Visual Cultures of Knowledge: History and Style of Technical Images (A Focus Gallery Course, part I)


Fall 2011


4th Floor Classroom


With the rising importance of the printing press, the introduction of the micro- and the telescope, and with revolutionary media like photography and digital computers, visualization has become an essential part of all modern fields of knowledge. This course focuses on visual artifacts and optical devices employed in various sciences that are usually considered to be "non-art," despite the fact that they betray the constitutive role of artistic techniques and media. The course is conceived as a survey based on selected case studies that range from radiographs and geological charts to microphotography, from computer technology to recent developments in nuclear physics or life sciences. It will serve as a laboratory with an ongoing research character: both for the exploration of this broad field of images and objects and for experimentation with multimedia based modes of display for the exhibition and publication.
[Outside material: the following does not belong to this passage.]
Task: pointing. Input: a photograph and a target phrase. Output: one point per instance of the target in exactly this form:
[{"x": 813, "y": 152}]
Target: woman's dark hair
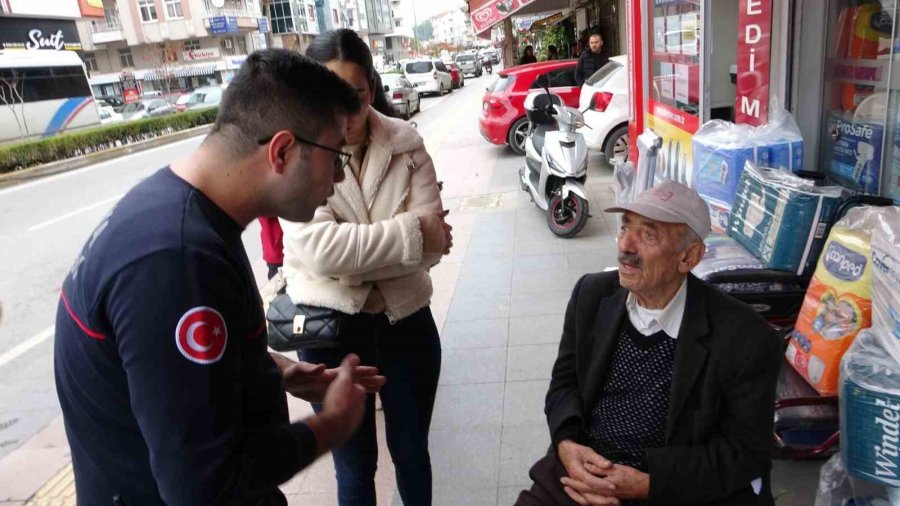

Students will be encouraged to connect the various types of scientific imagery with readings in Art History, Image Theory and History of Science and Technology. Excursions to explore scientific image resources of New York City are planned, and visitors from The Technical Image, a Berlin research group that explores the history and relationship of the arts and sciences, will come to speak to the class. Students interested in participating in the second, more curatorial course to be held in the spring of 2012 are expected to attend this course. 3 credits.